Fast, rule-based NER using patterns and whitelists. Ideal for real-time applications. Features:
  • Honorific-based name detection (ဦး, ဒေါ်, ကို, မ)
  • Location suffix detection (မြို့, ရွာ, ပြည်နယ်)
  • Organization pattern matching (ကုမ္ပဏီ, ဘဏ်, တက္ကသိုလ်)
  • Whitelist support for known entities
  • No external dependencies
from myspellchecker.text.ner_model import HeuristicNER, NERConfig

# Basic usage
ner = HeuristicNER()
entities = ner.extract_entities("ဦးအောင်သည် ရန်ကုန်မြို့တွင် နေသည်။")

for entity in entities:
    print(f"{entity.text}: {entity.label.value} ({entity.confidence:.2f})")
# Output:
# အောင်: PER (0.70)
# ရန်ကုန်မြို့: LOC (0.70)

TransformerNER

High-accuracy NER using HuggingFace transformer models. Features:
  • State-of-the-art accuracy (~93%)
  • BIO tagging for multi-word entities
  • Confidence scores for each prediction
  • Batch processing support
  • LRU result caching for performance
from myspellchecker.text.ner_model import TransformerNER, NERConfig

# Using factory method
ner = TransformerNER.from_pretrained(
    "chuuhtetnaing/myanmar-ner-model",
    device=0,  # GPU (use -1 for CPU)
    confidence_threshold=0.7
)

entities = ner.extract_entities("ကိုအောင်သည် ရန်ကုန်မြို့တွင် နေသည်။")
for entity in entities:
    print(f"{entity.text}: {entity.label.value} ({entity.confidence:.2f})")
Requirements:
pip install myspellchecker[transformers]
# or
pip install transformers torch

HybridNER

Combines transformer and heuristic approaches. Uses the transformer as primary, with automatic fallback to heuristics.

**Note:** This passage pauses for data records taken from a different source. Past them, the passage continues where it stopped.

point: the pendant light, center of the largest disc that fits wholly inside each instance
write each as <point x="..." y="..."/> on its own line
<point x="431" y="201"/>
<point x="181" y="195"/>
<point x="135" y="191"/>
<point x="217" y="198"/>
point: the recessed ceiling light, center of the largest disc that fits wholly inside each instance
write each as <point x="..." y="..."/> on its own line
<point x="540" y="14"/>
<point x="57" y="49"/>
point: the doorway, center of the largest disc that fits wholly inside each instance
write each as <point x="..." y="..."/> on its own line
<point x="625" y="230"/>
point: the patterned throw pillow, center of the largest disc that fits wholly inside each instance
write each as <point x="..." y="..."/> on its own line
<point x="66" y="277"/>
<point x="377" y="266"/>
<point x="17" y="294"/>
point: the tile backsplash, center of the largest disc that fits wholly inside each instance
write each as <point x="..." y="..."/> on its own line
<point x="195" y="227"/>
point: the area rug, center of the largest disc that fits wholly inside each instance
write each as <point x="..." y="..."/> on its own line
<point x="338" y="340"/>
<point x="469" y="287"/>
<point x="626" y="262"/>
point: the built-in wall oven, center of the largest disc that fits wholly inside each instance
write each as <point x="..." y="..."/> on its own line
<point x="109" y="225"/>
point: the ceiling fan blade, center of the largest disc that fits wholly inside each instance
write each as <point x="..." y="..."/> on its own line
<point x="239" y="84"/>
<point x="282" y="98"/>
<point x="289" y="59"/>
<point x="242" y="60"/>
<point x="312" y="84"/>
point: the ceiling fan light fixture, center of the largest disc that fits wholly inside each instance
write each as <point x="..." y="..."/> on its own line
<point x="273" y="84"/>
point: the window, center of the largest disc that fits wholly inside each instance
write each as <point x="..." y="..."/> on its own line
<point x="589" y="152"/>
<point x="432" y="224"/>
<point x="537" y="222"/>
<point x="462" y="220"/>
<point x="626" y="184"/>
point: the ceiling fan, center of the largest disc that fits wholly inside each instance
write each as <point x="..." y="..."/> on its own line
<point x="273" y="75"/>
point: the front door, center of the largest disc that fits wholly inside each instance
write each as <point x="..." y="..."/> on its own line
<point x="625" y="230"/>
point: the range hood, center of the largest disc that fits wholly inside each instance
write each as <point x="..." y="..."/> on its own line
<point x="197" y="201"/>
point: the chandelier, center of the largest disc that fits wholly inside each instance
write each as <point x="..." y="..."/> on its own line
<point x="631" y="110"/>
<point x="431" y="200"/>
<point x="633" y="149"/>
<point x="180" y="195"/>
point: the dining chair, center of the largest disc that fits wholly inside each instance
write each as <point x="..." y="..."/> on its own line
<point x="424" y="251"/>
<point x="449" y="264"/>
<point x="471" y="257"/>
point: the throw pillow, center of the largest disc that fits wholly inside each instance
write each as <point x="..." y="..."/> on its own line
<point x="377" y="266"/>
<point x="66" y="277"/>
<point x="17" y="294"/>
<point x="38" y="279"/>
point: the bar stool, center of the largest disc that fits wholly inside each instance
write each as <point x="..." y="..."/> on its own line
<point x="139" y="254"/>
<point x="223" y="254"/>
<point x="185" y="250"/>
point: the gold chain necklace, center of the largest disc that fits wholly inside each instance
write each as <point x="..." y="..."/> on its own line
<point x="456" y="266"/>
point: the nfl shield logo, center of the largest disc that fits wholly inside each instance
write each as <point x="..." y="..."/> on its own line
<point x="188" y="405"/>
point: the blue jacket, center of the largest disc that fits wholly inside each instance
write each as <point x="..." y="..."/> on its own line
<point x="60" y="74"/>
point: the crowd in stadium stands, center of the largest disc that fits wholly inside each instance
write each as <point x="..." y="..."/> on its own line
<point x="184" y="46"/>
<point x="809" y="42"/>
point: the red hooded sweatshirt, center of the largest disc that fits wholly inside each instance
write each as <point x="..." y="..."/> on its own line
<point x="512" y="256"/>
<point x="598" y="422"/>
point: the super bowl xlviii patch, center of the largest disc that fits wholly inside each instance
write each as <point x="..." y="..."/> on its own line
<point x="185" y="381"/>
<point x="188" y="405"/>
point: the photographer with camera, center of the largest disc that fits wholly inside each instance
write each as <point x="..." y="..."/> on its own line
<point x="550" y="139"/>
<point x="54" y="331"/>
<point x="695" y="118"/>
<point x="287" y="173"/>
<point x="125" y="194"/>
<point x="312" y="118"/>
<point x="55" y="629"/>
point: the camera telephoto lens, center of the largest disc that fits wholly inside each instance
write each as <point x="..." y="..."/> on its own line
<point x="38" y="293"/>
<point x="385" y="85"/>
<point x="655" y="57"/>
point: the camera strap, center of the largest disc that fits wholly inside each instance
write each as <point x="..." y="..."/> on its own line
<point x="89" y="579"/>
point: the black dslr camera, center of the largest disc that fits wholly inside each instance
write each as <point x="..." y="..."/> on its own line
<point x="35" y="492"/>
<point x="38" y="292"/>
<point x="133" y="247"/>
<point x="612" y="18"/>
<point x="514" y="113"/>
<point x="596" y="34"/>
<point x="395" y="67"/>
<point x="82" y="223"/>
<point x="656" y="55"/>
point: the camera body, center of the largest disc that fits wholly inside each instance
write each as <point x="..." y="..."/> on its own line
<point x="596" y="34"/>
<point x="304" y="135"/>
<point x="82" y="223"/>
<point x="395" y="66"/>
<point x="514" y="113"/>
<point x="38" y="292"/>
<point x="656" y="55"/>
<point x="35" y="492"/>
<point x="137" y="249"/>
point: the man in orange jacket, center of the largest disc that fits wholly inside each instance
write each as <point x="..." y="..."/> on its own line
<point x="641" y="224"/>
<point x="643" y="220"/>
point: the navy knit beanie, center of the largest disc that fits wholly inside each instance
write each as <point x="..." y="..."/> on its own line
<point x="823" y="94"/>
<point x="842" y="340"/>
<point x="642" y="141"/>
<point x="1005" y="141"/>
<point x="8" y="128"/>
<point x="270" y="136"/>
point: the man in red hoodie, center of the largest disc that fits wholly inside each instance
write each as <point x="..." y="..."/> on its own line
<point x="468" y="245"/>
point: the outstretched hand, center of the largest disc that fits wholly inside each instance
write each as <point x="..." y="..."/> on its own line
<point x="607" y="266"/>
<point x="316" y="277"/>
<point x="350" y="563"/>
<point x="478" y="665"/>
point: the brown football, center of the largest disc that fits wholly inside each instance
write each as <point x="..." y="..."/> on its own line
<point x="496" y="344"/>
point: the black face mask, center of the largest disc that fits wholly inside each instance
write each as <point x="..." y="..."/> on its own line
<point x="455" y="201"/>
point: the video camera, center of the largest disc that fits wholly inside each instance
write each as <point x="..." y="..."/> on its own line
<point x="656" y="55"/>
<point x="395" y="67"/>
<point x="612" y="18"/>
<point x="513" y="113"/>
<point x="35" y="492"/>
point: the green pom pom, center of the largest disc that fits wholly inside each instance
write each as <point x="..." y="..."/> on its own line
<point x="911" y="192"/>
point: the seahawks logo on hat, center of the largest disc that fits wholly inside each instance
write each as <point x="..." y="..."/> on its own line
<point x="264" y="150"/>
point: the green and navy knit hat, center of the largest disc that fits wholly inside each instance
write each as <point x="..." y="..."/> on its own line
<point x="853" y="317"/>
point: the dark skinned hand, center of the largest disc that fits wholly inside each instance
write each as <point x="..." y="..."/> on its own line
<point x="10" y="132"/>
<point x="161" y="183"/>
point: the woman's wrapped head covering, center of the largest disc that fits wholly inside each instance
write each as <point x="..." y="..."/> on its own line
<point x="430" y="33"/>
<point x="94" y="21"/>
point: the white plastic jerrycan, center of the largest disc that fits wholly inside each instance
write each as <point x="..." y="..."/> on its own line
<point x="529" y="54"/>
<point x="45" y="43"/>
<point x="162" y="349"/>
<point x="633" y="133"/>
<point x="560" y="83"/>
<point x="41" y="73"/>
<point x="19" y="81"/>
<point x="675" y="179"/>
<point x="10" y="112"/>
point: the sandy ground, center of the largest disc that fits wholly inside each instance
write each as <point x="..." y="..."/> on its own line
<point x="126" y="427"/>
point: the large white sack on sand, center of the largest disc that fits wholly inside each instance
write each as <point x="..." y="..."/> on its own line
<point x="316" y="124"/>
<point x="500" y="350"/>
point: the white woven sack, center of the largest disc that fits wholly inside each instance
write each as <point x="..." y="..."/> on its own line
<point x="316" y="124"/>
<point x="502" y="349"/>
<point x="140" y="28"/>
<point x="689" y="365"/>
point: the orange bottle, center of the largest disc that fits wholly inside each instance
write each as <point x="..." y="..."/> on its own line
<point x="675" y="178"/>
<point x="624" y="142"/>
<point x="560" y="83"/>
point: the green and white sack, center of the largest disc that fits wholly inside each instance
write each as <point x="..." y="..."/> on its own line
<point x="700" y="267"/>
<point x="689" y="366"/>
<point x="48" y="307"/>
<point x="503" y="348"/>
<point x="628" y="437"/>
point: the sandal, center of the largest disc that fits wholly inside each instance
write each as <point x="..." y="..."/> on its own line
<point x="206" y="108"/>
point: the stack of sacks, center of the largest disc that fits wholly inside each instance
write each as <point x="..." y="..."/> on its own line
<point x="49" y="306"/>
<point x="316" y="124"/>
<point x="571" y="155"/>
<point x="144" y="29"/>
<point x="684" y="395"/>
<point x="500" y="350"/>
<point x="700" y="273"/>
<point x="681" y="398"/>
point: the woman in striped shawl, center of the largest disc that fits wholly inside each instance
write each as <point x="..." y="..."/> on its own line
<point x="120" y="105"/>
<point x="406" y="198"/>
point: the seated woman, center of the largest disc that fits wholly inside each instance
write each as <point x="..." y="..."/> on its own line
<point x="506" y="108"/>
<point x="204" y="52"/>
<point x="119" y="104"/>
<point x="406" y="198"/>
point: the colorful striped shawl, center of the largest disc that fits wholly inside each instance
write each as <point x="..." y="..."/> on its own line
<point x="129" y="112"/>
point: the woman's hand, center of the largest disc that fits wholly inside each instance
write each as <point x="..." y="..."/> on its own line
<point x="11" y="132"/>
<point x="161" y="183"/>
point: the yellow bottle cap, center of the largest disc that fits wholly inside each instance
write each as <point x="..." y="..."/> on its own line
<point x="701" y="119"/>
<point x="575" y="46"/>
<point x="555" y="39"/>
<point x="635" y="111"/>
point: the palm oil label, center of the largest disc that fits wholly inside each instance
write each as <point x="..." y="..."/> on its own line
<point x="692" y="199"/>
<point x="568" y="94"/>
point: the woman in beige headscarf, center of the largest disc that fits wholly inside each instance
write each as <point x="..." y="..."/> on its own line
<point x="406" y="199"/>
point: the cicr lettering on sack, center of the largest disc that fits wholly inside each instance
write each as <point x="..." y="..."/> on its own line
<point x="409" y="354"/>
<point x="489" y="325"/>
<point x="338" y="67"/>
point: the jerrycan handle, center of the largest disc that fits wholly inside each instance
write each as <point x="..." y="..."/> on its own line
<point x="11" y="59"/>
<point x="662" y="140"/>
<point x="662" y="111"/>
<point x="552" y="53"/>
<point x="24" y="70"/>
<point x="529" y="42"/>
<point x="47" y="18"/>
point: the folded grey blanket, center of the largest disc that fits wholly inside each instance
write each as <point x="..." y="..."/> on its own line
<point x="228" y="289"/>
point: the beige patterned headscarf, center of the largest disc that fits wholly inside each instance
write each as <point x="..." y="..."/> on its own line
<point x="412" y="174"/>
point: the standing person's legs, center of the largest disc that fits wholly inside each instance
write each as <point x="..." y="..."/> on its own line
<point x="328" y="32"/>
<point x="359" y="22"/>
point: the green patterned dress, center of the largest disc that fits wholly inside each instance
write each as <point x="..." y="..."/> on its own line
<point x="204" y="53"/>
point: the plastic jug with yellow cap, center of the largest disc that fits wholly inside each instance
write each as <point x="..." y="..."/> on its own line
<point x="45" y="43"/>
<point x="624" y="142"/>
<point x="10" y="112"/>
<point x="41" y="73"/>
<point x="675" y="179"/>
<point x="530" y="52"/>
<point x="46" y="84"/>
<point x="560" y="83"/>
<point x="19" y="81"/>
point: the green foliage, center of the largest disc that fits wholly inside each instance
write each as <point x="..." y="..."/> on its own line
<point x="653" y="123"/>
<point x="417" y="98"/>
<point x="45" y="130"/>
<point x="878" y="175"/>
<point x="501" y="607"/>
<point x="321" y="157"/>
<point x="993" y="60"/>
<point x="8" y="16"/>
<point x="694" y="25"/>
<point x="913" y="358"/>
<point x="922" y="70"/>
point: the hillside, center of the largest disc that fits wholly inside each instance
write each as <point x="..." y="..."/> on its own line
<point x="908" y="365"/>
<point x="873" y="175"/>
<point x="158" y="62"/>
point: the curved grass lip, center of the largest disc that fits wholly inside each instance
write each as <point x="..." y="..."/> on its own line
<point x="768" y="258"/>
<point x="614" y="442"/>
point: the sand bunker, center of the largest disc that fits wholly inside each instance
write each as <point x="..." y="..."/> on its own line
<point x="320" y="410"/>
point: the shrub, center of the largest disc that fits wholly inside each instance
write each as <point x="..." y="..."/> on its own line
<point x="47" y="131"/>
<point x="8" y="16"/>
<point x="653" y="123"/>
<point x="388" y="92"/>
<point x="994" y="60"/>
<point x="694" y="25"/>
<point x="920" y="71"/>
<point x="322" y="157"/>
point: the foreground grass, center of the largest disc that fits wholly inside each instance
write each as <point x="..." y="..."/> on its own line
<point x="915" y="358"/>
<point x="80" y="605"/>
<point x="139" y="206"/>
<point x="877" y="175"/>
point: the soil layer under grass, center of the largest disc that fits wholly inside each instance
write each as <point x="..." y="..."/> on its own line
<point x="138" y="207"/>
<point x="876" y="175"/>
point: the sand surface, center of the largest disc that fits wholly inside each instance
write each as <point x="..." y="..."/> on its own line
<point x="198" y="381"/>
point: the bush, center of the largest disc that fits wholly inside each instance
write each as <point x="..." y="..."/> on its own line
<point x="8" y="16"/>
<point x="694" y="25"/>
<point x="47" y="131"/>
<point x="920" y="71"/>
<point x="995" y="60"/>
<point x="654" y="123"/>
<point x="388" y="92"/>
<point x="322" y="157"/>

Features:
  • Best of both approaches
  • Graceful degradation if transformer unavailable
  • Automatic fallback on transformer errors
  • Configurable fallback behavior
from myspellchecker.text.ner_model import NERFactory, NERConfig

# HybridNER via factory
config = NERConfig(
    model_type="transformer",
    model_name="chuuhtetnaing/myanmar-ner-model",
    fallback_to_heuristic=True  # Use heuristics if transformer fails
)
ner = NERFactory.create(config)

entities = ner.extract_entities("ဦးအောင်မြင့်သည် မန္တလေးမြို့တွင် နေသည်။")

NER Gazetteer

In addition to the heuristic and transformer implementations, mySpellChecker includes a curated NER gazetteer — a YAML-based dictionary of known named entities loaded from rules/named_entities.yaml. The gazetteer provides fast O(1) lookup without any ML dependencies.

Entity Categories

The gazetteer covers five categories with 373+ entities:
CategoryExamplesCount
Personal name componentsအောင်, မြင့်, ခင်~100
Place namesရန်ကုန်, မန္တလေး, နေပြည်တော်~120
Organization namesလွှတ်တော်, တပ်မတော်~50
Religious/cultural termsဗုဒ္ဓ, ဓမ္မ~50
Government bodiesဝန်ကြီးဌာန, ကော်မရှင်~50

Gazetteer API

from myspellchecker.text.ner import is_known_entity, load_gazetteer

# Check if a word is a known entity (fast, cached lookup)
is_known_entity("ရန်ကုန်")  # True
is_known_entity("ကြောင်")   # False

# Load the full gazetteer
entities = load_gazetteer()  # Returns frozenset[str]
len(entities)  # 373

SQLite NER Schema

When building dictionaries, the enrichment pipeline (Step 5e) seeds NER entities into the database via the ner_entities table. This enables runtime entity lookup without loading the YAML file.
from myspellchecker.providers import SQLiteProvider

provider = SQLiteProvider(database_path="dictionary.db")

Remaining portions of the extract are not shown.